Machtzentrum Militär

Wie weit der „Triumph“ dem auch im eigenen Lager umstrittenen Maduro hilft, ist indes unklar. Traditionell liegt das Machtzentrum in Venezuela in den Kommandozentralen der Militärs. Maduro machte den Offizieren massive Zugeständnisse und erlaubte ihnen generöse Zusatzeinnahmen mit der Verteilung der raren Lebensmittel. Außerdem gibt es Indizien für eine Verwicklung hoher Offiziere in den organisierten Drogenhandel.

Die US-Justiz sucht etwa den Innenminister, Néstor Riverol, wegen Beteiligung am Rauschgiftschmuggel im großen Stil. Viele hohe Militärs müssen im Falle eines Systemwechsels fürchten, den Rest ihres Lebens in einem US-Gefängnis zu verbringen und stützen deswegen das wankende Regime.

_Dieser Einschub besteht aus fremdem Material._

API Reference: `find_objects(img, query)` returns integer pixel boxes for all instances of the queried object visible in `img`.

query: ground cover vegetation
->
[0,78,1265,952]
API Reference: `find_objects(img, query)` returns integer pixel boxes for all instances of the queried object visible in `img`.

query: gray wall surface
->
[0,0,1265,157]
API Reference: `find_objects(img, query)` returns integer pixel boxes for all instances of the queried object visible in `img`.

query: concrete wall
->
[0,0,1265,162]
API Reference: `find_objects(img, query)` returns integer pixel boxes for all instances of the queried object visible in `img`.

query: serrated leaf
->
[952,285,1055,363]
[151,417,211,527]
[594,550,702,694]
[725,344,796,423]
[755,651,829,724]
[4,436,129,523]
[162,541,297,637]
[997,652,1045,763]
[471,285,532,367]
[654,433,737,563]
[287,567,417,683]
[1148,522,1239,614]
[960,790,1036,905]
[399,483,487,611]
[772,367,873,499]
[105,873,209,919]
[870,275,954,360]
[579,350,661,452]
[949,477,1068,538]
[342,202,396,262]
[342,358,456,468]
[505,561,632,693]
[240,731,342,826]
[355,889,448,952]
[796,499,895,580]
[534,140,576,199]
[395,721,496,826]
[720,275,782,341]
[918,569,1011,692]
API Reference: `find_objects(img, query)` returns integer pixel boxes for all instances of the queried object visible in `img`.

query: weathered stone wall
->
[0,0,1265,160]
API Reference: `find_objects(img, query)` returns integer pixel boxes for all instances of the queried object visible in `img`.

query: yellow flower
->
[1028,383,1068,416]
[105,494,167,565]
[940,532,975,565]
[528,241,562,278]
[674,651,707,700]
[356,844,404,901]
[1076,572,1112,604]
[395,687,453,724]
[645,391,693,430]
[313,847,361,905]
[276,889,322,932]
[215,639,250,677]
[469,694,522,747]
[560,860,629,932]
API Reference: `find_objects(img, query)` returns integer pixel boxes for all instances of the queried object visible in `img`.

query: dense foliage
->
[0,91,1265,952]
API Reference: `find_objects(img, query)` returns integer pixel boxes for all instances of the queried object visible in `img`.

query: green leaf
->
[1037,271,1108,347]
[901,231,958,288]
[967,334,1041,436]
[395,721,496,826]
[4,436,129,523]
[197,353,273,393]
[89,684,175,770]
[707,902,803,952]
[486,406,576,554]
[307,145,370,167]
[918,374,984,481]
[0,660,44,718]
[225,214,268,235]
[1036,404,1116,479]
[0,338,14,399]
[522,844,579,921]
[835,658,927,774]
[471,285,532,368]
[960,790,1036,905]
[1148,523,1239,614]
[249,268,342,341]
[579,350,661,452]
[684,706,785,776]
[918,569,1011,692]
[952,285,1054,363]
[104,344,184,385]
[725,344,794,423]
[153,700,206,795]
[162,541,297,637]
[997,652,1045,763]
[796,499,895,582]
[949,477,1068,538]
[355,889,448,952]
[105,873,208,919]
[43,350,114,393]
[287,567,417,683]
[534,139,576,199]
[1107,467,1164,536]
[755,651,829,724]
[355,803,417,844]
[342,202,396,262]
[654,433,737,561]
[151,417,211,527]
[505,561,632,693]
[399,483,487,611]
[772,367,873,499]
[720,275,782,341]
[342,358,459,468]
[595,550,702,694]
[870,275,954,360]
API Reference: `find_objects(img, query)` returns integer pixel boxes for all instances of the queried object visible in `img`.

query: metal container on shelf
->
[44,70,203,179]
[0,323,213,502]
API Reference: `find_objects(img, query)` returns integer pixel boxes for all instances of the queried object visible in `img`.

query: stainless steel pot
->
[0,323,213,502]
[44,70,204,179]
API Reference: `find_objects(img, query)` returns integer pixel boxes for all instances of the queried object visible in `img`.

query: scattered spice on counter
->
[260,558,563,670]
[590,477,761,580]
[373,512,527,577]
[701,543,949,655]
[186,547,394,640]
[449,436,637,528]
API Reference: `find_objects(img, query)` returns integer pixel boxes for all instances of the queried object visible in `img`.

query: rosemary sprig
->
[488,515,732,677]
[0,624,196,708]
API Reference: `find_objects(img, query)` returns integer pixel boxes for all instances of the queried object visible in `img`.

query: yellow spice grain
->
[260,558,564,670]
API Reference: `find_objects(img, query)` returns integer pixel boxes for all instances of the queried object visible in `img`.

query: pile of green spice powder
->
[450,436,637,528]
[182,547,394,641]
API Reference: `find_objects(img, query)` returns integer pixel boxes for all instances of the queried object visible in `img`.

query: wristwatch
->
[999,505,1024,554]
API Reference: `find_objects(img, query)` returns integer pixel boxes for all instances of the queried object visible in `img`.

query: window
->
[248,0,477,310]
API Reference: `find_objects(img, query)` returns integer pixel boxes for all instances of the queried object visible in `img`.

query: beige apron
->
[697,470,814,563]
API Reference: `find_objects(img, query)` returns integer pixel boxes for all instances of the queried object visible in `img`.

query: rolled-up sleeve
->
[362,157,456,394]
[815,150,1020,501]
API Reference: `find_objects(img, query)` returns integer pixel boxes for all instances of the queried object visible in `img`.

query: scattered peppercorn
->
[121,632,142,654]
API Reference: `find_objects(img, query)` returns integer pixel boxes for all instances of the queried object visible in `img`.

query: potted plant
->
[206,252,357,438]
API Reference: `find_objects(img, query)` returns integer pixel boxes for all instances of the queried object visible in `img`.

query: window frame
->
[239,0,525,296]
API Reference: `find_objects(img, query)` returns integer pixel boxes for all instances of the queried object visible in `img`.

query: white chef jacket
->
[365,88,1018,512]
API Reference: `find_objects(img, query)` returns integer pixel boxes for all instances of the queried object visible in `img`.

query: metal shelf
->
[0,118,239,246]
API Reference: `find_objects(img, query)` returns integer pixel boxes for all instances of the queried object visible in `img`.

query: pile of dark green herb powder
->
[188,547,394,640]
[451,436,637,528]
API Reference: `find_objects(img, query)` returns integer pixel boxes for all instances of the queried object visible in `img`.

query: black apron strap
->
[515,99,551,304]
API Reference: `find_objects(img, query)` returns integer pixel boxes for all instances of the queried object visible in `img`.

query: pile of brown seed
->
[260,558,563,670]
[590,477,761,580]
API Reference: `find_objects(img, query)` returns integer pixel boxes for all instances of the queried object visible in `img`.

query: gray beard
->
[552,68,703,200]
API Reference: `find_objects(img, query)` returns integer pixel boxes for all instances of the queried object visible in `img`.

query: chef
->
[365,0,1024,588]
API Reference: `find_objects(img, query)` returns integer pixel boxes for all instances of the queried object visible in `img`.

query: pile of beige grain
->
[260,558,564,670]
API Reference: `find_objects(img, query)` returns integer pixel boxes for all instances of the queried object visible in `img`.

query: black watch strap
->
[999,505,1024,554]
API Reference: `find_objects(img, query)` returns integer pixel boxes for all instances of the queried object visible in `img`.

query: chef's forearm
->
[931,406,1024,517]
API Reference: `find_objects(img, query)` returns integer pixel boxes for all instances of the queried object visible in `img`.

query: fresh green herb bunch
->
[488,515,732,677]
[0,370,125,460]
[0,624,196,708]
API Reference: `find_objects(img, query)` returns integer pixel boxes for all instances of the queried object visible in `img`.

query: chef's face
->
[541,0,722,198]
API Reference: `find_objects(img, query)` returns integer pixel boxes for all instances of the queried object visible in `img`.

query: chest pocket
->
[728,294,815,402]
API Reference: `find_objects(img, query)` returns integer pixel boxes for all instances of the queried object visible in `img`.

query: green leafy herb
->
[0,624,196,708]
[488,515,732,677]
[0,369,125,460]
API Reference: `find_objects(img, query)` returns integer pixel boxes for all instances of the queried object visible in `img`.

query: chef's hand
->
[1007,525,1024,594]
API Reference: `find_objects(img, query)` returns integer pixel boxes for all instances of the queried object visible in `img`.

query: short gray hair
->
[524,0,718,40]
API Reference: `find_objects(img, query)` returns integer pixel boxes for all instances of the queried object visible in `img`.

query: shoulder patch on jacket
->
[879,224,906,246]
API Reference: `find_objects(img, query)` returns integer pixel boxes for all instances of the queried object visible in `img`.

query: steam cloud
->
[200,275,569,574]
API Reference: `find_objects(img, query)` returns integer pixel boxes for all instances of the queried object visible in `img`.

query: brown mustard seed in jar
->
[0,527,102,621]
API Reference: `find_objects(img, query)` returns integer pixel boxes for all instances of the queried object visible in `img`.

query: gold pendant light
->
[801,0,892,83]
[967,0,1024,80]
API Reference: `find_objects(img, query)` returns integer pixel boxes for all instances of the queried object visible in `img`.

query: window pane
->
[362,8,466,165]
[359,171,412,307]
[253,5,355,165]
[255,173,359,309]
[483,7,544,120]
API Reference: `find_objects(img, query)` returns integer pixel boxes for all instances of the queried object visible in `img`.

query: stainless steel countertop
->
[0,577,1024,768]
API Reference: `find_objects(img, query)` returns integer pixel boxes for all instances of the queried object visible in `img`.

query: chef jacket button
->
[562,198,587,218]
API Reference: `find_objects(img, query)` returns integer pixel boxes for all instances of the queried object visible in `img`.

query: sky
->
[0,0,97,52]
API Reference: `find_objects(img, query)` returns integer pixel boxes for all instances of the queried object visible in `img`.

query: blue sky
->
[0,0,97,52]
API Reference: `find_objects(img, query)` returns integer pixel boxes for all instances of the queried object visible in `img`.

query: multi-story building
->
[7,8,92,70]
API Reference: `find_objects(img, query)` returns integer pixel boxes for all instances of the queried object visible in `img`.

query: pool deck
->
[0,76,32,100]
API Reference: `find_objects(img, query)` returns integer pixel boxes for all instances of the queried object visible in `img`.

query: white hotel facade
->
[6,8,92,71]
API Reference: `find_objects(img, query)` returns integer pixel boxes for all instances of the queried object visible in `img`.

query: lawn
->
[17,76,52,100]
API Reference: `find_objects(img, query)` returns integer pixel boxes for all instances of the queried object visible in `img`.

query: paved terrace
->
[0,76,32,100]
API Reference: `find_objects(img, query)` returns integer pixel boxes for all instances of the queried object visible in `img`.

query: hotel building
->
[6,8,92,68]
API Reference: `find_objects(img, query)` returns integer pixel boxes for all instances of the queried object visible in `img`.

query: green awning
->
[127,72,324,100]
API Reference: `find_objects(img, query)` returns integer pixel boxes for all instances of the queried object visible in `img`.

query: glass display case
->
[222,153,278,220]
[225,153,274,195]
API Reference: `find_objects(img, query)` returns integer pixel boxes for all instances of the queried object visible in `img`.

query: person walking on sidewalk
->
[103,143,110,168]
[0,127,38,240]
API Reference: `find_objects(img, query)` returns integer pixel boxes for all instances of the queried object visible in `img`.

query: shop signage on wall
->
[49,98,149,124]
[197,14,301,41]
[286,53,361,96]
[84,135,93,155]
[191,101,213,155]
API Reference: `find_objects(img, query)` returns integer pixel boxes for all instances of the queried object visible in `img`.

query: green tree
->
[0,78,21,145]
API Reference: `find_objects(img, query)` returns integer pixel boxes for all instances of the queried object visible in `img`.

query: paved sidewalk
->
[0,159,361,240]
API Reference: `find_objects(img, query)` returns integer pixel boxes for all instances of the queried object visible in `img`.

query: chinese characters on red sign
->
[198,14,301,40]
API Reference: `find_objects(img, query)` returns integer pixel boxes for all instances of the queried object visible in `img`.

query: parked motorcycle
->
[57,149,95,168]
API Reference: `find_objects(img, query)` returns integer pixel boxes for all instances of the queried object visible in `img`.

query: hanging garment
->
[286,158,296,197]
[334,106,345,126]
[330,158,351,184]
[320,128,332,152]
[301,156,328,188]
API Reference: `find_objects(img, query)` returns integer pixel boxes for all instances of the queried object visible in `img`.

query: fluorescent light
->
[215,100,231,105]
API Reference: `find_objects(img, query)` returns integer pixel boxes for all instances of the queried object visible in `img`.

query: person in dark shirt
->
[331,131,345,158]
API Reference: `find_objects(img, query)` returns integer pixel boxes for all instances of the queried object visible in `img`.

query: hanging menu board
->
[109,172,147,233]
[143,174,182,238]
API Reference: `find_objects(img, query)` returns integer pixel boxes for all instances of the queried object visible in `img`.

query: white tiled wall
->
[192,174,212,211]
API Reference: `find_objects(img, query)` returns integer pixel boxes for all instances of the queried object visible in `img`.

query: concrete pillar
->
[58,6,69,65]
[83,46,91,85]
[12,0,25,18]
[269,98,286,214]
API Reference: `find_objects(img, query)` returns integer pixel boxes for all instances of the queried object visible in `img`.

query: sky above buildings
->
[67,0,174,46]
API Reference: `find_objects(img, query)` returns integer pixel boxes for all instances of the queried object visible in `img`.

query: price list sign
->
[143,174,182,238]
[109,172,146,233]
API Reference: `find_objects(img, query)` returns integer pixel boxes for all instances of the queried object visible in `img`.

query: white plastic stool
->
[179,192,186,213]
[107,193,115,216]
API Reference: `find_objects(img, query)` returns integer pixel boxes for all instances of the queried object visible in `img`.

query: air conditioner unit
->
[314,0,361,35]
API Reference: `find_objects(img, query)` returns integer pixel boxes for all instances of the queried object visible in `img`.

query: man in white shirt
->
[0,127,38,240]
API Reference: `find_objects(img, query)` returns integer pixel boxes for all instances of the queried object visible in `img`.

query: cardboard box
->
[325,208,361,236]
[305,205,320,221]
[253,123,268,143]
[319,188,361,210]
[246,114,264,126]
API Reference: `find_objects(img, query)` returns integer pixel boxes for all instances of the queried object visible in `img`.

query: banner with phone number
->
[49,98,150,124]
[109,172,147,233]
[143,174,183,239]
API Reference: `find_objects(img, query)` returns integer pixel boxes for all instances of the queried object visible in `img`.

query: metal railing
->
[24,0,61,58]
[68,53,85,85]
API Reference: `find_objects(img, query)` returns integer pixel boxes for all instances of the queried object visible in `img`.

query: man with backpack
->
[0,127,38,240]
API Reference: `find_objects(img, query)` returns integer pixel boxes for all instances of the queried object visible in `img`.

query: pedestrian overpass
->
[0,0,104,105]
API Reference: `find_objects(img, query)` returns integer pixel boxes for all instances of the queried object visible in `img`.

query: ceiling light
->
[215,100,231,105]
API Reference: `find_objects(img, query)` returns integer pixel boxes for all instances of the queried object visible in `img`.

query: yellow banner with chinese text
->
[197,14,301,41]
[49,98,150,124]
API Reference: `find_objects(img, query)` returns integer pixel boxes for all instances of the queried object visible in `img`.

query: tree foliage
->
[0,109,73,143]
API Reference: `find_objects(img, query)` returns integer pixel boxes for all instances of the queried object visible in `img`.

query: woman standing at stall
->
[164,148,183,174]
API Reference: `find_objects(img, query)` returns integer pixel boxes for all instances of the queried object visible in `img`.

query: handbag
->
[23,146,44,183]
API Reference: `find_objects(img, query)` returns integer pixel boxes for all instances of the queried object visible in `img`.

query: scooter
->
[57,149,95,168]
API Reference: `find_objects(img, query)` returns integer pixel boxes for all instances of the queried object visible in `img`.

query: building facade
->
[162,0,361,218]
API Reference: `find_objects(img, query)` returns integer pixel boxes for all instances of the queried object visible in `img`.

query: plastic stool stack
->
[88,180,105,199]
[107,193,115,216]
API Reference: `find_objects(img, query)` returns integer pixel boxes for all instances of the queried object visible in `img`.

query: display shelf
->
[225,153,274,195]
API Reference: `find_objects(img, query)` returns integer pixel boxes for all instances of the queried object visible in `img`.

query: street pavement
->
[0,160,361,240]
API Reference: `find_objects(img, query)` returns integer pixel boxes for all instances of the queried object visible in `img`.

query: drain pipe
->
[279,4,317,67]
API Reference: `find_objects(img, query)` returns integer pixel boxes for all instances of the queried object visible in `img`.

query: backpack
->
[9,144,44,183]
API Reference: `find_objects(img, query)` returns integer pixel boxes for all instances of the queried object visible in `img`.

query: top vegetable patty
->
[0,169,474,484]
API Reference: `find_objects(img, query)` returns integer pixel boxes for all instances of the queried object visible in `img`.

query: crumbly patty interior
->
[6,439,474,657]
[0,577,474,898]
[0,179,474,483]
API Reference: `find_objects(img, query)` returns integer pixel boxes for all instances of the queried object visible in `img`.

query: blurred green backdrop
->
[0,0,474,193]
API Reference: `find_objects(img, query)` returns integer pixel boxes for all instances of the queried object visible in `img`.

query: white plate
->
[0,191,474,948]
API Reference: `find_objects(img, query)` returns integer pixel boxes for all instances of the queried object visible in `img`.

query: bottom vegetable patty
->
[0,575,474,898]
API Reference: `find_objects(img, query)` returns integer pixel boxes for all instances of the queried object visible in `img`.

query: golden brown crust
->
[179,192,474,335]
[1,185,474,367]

Was Maduro bisher nicht öffentlich kommentierte, ist der Zugriff staatlicher Organe auf das Werk des Autobauers GM in der Industriestadt Valencia. Der US-Konzern beschuldigte die Behörden, die seit Monaten durch das Devisenchaos gelähmte Fabrik am Mittwoch widerrechtlich übernommen und erhebliche Unternehmensteile, darunter auch eine große Zahl an neuen Fahrzeugen, konfisziert zu haben. General Motors, seit 72 Jahren in Venezuela aktiv, hat das Ende sämtlicher Geschäfte in Venezuela verkündet. Fast 2700 Beschäftigte dürften dadurch ihre Arbeit verlieren.

AUF EINEN BLICK

Venezuela steht an der Kippe, nachdem Massenproteste der vergangenen Tage in Caracas und anderen Städten eskalierten und es Tote gegeben hat. Mindestens zwei Demonstranten wurden von regimetreuen Milizionären von Motorrädern aus erschossen, ein Soldat starb an einer Straßensperre, als diese beschossen wurde. Das revolutionäre „bolivarische“ Regime unter Präsident Nicolás Maduro (seit 2013) hat das an sich reiche Ölland komplett heruntergewirtschaftet.